Note: If planning on repeating protocol multiple times, record the pipeline as a macro on Fiji for automation.

Figure 2: Quantification pipeline.

Figure 2.

Quantification pipeline

Expected outcomes

According to this protocol, we calculated the mitochondrial aspect ratio of the U2OS cells treated with DMSO and CCCP. A higher aspect ratio represents the mitochondrial network whereas a lower aspect ratio represents punctate mitochondria.

Limitations

This image quantification method works best with high-resolution images. We recommend mitochondrial imaging with a confocal microscope for better resolution and clarity of images.

Figure 3: Steps of the quantification pipeline.

Figure 3.

Steps of the quantification pipeline

Troubleshooting

Problem 1

Improper fragmentation initiation after CCCP treatment.

Potential solution

Multiple freeze-thaw cycles reduce CCCP activity. Store CCCP in smaller aliquots. Also, CCCP is light-sensitive. Therefore, CCCP aliquots should be preserved in the dark.

Problem 2

Non-specific background staining of cells.

Potential solution

Non-specific staining is a common problem in the IFM (immune fluorescence microscopy). It can also interfere with the quantification result. There can be multiple problems behind that.

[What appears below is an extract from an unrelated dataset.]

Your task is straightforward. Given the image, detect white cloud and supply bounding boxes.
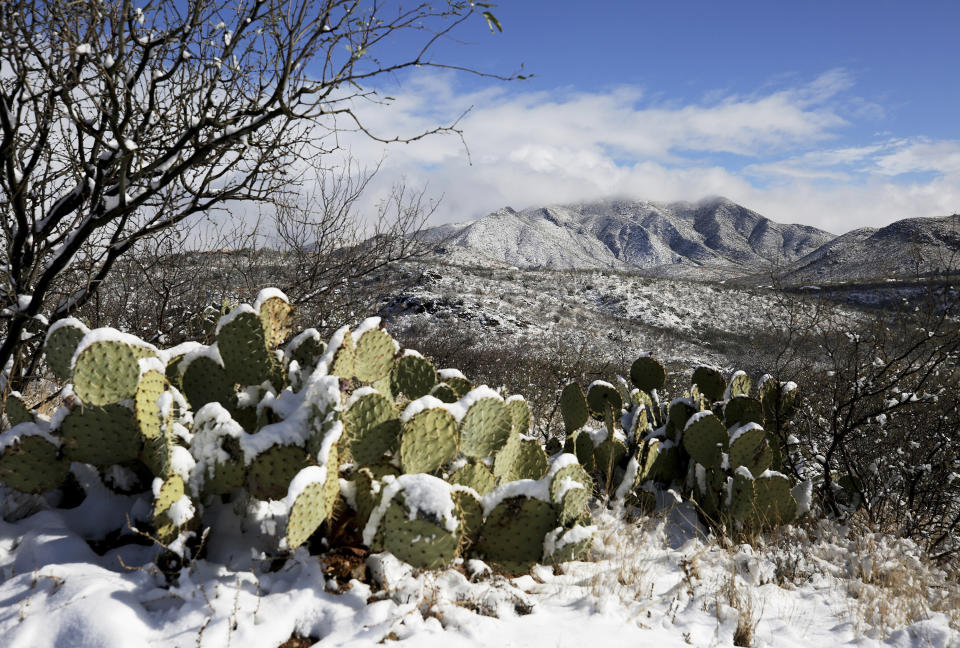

• •Antibody binding is non-specific: For every antibody, dilution ratio should be optimized.
• •Increasing the time for blocking also can be helpful to troubleshoot this problem.
• •Contaminations in cells can appear as non-specific background staining. Therefore, if this type of problem is noticed, cells in the culture should be checked for contamination.
• •PBS, Permeabilization buffer, and antibody staining buffer should be checked for contamination before use.

Problem 3

Loss of features during the binarization step of image processing.

Potential solution

• •Test different background subtraction radius, filters, and thresholding methods to optimize image processing for the images.
• •Increase fluorescence signal to detector. If using a confocal microscope, try using a high magnification and numerical aperture objective, increasing the image resolution, the pixel dwell time, averaging, or laser power (but beware of bleaching).

Problem 4

The trained classifier is making errors when applied to image stacks.

Potential solution

• •Continue refining classifier.
• •If many iterations of refining have been done and the classifier keeps getting worse, it might be over-refined, try restarting.
• •Depending on the errors it is making, select either a wider variety or more specific shapes for each label.

Resource availability

Lead contact

Further information about all reagents mentioned in this article should be directed to and will be fulfilled by the lead contact, Sudeshna Nag (sudeshna.nag@mail.utoronto.ca).

Materials availability

This study did not generate any new reagents.

Data and code availability

This study did not generate any new dataset/code.